Plunger Pump
Jereh Pump Condition Monitoring (JPCM)
Specifications

The Jereh Pump Condition Monitoring System (JPCM) is specifically designed for frac pumps.  It enables real-time monitoring of pump performance and health, while its predictive analytics drastically reduces NPT.


System Composition

The JPCM system enables on-site engineers monitor in real-time, view and analyze equipment status and early warnings in the data vas through the wired or wireless local area network at the wellsite. It also supports remote data transmission to customer’s office for real-time review, complex diagnosis and data management.

Hardware

Sensors (e.g. vibration, temperature, keyphasor)

Data acquisition device

Edge computer

Gateway

Data server


Software

Configuration software modules

Data processing and communication modules

Condition monitoring and fault early warning modules

Customized chart modules


JPCM Key Features and Benefits

Real-Time Data Collection

Sensors and data acquisition devices allow high-frequency, multi-channel, real-time synchronized data collection from the plunger pump's gearbox, crankcase, and fluid end. This provides robust data support for condition monitoring and early fault warning.

User Data Security

The results are displayed in Data Van via local collection, local analysis and processing.

Condition Monitoring and Early Fault Warning

Multi-dimensional symptom parameters are established by integrating fault mechanism models with deep learning models, enabling equipment condition grading, common fault diagnosis and precise fault localization.

Real-time monitoring of the gearbox, crankshaft, and fluid end to assess pump condition.

Diagnosis of minor faults in gearbox, power end and crosshead; detection of leakage faults in valve and packing, and the location of faults in cylinders. This tracking of fault trends enables on-site engineers to take necessary measures to prevent significant damage to critical components.

Analytics

A variety of charts are available, including time domain plots, spectrograms, demodulation spectra, angular domain charts, and multi-trend charts. These provide powerful analytics tools for complex fault diagnosis, through which the fault diagnosis engineers can conduct in-depth analysis of potential issues for accurate diagnostic and maintenance decisions.
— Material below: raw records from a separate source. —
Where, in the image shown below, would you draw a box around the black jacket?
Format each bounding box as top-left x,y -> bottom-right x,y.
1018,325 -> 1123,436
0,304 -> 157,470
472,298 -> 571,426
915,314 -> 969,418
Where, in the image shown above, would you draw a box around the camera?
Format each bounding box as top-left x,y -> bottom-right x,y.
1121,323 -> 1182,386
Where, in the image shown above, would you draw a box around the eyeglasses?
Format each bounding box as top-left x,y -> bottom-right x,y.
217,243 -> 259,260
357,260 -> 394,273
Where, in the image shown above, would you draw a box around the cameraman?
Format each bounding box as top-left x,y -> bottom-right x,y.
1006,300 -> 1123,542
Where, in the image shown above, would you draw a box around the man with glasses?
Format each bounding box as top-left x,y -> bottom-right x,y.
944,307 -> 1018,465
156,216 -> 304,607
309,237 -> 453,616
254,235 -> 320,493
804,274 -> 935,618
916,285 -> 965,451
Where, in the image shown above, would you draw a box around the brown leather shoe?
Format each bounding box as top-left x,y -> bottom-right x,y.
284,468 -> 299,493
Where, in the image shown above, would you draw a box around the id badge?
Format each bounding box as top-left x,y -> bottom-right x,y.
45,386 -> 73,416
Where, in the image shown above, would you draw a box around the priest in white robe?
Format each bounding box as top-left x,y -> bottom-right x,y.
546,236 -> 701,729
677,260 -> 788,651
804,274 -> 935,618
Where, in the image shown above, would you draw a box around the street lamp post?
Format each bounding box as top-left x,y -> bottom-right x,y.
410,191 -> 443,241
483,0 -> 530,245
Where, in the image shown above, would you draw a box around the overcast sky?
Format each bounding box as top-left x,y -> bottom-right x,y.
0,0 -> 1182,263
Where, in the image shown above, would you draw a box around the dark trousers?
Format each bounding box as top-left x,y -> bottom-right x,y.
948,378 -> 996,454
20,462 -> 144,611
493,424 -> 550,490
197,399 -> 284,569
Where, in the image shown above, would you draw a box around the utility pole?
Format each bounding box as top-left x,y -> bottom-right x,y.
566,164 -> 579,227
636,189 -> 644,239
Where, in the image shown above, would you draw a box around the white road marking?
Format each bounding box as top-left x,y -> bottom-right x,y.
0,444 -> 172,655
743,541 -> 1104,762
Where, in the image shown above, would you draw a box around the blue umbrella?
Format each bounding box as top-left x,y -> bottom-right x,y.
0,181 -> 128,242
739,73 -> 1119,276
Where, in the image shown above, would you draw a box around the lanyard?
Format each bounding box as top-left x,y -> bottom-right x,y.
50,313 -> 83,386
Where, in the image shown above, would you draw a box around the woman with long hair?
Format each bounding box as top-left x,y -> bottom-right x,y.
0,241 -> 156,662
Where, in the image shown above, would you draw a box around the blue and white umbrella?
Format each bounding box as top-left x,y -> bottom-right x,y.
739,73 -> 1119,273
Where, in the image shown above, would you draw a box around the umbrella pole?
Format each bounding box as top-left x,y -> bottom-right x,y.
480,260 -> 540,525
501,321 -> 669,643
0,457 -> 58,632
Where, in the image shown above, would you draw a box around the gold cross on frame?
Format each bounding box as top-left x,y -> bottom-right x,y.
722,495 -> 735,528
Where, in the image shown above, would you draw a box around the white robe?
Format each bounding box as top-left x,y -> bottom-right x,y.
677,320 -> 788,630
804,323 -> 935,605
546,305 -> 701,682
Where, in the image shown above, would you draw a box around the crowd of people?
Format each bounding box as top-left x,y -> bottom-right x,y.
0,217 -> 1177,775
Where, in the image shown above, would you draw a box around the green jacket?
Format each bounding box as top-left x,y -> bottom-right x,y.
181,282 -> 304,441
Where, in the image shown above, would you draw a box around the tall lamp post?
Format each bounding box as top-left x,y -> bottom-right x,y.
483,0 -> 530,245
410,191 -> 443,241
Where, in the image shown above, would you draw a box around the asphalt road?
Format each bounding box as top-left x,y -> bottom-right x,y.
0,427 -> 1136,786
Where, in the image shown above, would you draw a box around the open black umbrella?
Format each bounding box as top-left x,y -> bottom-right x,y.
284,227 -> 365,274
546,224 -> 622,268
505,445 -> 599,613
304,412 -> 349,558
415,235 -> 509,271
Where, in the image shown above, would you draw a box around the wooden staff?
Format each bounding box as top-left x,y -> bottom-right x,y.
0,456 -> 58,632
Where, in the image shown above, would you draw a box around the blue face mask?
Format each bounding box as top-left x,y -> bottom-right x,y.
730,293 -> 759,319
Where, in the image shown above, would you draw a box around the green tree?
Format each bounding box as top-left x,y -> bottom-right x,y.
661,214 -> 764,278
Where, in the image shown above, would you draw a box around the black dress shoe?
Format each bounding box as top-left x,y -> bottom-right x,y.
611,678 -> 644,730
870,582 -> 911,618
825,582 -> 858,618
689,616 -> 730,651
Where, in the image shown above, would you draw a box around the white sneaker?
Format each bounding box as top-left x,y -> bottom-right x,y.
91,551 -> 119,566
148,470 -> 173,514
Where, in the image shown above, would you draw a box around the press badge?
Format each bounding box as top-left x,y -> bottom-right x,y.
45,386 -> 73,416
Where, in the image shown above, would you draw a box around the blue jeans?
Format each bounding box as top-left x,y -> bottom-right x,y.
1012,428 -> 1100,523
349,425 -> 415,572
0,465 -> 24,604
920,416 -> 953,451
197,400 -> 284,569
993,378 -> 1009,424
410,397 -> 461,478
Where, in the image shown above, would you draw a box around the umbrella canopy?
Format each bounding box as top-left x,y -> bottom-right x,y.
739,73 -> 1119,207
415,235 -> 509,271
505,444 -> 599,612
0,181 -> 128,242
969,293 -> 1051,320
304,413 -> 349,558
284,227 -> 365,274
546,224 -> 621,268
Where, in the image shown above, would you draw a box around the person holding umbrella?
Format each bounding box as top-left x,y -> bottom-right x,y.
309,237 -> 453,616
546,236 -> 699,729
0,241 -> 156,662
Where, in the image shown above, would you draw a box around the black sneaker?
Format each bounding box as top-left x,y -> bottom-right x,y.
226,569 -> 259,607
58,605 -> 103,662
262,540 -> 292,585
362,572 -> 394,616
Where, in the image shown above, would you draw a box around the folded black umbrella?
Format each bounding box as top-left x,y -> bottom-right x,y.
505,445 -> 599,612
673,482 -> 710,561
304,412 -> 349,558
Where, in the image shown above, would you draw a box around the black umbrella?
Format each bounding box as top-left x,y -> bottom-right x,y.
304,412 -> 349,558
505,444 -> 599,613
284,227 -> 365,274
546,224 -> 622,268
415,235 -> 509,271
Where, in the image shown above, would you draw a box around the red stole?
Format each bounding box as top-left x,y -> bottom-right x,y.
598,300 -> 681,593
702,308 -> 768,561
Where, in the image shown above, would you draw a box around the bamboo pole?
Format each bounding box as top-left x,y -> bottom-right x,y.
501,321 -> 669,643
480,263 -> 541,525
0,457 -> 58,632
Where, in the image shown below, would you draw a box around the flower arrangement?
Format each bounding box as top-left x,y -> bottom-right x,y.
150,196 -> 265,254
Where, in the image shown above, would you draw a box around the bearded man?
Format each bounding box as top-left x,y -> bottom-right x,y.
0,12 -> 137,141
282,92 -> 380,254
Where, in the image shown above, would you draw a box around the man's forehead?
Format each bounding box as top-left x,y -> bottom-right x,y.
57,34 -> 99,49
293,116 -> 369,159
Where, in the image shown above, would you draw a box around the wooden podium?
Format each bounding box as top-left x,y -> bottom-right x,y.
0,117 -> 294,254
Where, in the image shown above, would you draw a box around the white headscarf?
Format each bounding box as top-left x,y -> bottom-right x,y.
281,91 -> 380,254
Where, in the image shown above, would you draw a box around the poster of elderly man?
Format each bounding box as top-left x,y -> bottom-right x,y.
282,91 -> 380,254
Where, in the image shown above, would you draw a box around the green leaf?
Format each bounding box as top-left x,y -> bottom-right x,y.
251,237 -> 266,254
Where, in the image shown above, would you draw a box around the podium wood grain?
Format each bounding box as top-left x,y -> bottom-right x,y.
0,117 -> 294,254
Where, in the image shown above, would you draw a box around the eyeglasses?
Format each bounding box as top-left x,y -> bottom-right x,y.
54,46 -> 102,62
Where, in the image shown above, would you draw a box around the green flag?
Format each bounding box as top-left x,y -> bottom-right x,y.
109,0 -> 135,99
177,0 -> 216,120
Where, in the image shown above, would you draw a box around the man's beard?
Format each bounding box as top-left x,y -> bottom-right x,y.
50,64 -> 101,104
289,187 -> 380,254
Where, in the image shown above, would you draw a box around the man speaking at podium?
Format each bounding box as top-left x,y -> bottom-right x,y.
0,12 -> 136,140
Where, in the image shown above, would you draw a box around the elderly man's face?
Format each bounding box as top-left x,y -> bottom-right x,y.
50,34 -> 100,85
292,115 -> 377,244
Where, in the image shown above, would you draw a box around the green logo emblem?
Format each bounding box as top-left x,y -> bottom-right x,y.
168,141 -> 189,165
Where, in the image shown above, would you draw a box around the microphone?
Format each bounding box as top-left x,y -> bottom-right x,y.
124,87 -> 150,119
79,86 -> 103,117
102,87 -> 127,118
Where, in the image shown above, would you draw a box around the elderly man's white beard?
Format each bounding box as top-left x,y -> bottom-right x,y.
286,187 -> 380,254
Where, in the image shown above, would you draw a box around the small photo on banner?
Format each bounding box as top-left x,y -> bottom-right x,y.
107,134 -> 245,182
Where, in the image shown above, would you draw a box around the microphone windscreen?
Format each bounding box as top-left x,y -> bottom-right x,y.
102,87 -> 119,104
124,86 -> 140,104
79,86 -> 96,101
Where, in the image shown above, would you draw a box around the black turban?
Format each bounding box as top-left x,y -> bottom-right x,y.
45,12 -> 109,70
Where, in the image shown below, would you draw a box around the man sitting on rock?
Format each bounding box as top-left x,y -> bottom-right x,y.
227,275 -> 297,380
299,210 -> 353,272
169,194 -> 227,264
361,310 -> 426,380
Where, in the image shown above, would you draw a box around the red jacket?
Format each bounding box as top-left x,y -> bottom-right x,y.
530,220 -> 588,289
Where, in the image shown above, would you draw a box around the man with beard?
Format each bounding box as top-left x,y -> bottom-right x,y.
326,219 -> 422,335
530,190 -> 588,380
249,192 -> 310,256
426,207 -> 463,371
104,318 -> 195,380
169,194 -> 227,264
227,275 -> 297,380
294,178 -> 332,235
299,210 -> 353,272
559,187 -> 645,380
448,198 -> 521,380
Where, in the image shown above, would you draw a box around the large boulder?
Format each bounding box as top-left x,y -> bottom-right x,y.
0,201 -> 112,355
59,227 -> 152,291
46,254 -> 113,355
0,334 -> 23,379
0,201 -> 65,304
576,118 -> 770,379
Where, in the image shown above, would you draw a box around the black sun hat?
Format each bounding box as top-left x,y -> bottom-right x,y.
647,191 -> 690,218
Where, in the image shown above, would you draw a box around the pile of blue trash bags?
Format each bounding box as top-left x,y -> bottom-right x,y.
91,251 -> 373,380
Visualization of Pump Condition and Fault Early Warning

An intuitive visual interface allows real-time monitoring of the pump's operating condition. This feature not only helps to easily understand the pump's condition, but also allows quick access to fault diagnosis and location through an alarm statistics interface.


Predictive Maintenance Mode

Upgrade from planned to predictive maintenance, shifting from periodic to predicted fault-based replacement

This reduces spare part waste, labor loss, and unexpected downtime, enhancing maintenance and production efficiency


Precision Monitoring and Rapid Positioning

Pump condition is classified into normal, minor, moderate, and serious for real-time tracking

Fast fault diagnosis improves maintenance efficiency and accuracy.


Hundreds of Millions of Parameter Models

Transformer deep learning processes tens of millions of data points to train a powerful hundreds-of-millions-parameter model.

With over 97% fault recognition accuracy, the system keeps improving through continuous training.